GREEN BAY – While many in the Packers' locker room get ready for their first NFL playoff appearance Sunday night, there also are a dozen veterans who've been eagerly awaiting Green Bay's return to postseason play.
The 2016 rookie class of Kenny Clark, Dean Lowry, Blake Martinez, Kyler Fackrell and Geronimo Allison advanced all the way to the NFC Championship Game as rookies.
The same goes for Davante Adams and Corey Linsley, the two remaining members of the 2014 draft class, while David Bakhtiari was a rookie left tackle when Green Bay won the NFC North title in dramatic fashion over Chicago in 2013.
And then there's the four remaining members from the Packers' Super Bowl XLV team – Aaron Rodgers, Mason Crosby, Tramon Williams and Bryan Bulaga.
With Sunday's NFC Divisional matchup with Seattle on the horizon, all 12 players derive motivation from different places. But they're united in their appreciation for the opportunity at hand following a two-year postseason absence.
"Once you've been out of it for two years like we were with the playoffs, you appreciate these so much more," said Bulaga, who at 21 years old was the youngest player in NFL history to start a Super Bowl game. "It's not a guarantee every year that you're going to be in, so being here you're trying to relate to guys who haven't been here that every play matters, every snap matters."
Of the four remaining players with Super Bowl rings, Williams is the only one in his second stint with the Packers. After leaving as an unrestricted free agent in 2014, Williams played two seasons with Cleveland and another with Arizona before re-signing with Green Bay in March 2018.
His previous final game with the Packers came in the 2014 NFC Championship, when Russell Wilson connected with Jermaine Kearse on a 35-yard touchdown to clinch a 28-22 overtime victory.
Five years later, Williams told reporters this week he's moved on from that game. However, Williams is thankful for Green Bay bringing him back two years ago and giving him a chance to potentially end his career on a much higher note.

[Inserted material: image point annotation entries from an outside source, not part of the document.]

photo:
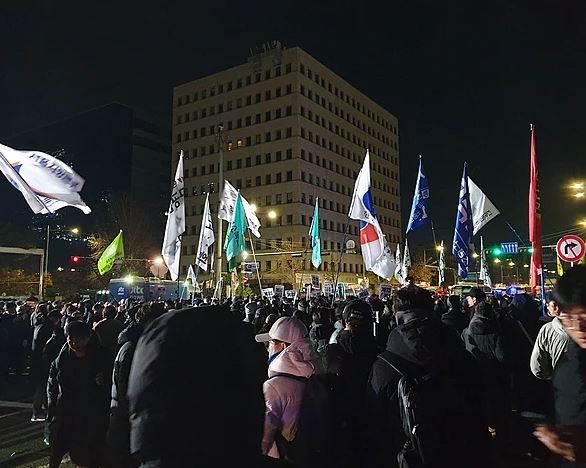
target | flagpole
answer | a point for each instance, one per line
(255, 262)
(220, 138)
(342, 249)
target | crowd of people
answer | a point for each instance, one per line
(408, 381)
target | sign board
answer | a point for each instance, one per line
(386, 290)
(289, 294)
(341, 293)
(279, 290)
(510, 247)
(571, 248)
(251, 266)
(315, 281)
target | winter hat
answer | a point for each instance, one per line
(478, 293)
(286, 329)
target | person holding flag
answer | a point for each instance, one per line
(463, 229)
(175, 223)
(314, 235)
(375, 250)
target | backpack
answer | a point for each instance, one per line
(315, 424)
(437, 411)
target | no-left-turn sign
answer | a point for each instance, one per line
(571, 248)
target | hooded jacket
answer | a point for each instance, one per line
(417, 346)
(552, 341)
(284, 395)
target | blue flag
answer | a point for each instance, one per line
(463, 231)
(419, 209)
(314, 235)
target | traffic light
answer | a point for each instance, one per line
(497, 251)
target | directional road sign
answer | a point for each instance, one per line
(571, 248)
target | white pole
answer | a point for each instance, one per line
(256, 263)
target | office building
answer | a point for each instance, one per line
(291, 131)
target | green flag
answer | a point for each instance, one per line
(234, 244)
(112, 253)
(315, 239)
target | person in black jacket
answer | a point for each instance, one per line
(419, 346)
(78, 393)
(568, 437)
(119, 428)
(39, 367)
(483, 339)
(195, 392)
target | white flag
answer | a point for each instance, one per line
(226, 210)
(399, 265)
(484, 273)
(441, 265)
(175, 223)
(406, 263)
(385, 265)
(483, 209)
(206, 237)
(46, 183)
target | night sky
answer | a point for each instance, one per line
(465, 79)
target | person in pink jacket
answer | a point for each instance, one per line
(290, 366)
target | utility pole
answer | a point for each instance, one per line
(220, 240)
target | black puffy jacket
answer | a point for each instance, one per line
(195, 391)
(420, 345)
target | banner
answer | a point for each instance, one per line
(175, 227)
(206, 237)
(483, 210)
(228, 203)
(419, 208)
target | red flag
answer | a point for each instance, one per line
(534, 218)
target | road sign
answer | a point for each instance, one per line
(510, 247)
(571, 248)
(315, 281)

"I think like anybody when you establish yourself in a certain position with a certain team, you want it to go out ideal," Williams said. "And ideally, that wasn't the way that I wanted to go out as a Packer. If I did, then I would live with it. No doubt about it. But I was thankful enough to get another opportunity, and I will forever be grateful for that."
Rodgers has had one of his most enjoyable seasons in 2019. Whether it's been the relationships he's cultivated with an established veteran like Marcedes Lewis or even an undrafted free agent like Allen Lazard, Rodgers feels the character, continuity and resolve of this year's team has propelled it into a special category.
Rodgers, now in his 15th NFL season, is roughly the same age Brett Favre was when the Packers drafted him in the first round back in 2005. The landscape has changed slightly from five years ago when Rodgers was still a decade away from his goal of playing into his 40s. Now, "I'm 36 so now we're a half a decade away."
That's why a run like the Packers have had this season means just a little bit more to Rodgers – not to mention few expected Green Bay to experience such immediate success under first-year Head Coach Matt LaFleur. The Packers' 13-win regular season after going 6-9-1 a year ago marked the greatest one-year turnaround in franchise history.
Nearly 10 years removed from the Packers' Super Bowl triumph in Dallas, Rodgers stepped back in reflection when asked this week about chasing another Lombardi Trophy. For everything he's accomplished, the two-time MVP quarterback wants another championship and is willing to do "whatever it takes" to get that job done.
"It's on my mind every day," Rodgers said of a possible second league title. "That's why we play the game. That's why you put in the time in the offseason, that's why you do the little things. It's to put yourself in this position, where we're two games away from being able to compete for that. I'm 36, I know what this is all about. This is an important opportunity for us."
The Packers indubitably are the healthiest they've been since 2014 entering Sunday. This week, many veterans have driven home to the younger players on the roster how special these seasons can be, while also reminding them to treat the postseason just like any other game.
Sometimes that can be easier said than done. Bulaga points out how "momentum shifts in playoffs are like nothing else." Every team is supremely talented and the complexion of a game can turn on just one play. When adversity sets in, it's critical to stay dialed in and move on to the next play.
The Packers have experience where it counts, though. In addition to the 12 remaining Packers from the 2016 NFC Championship Game, recent free-agent signings Za'Darius and Preston Smith, Adrian Amos and Lewis also possess postseason experience from their previous NFL stops.
It has been a special week, though, for those who played a role in the Packers' eight consecutive playoff appearances from 2009-16. After a two-year absence, those dozen players are champing at the bit for another shot at postseason glory.
"It's what we do this for," Bulaga said. "This is what it's about."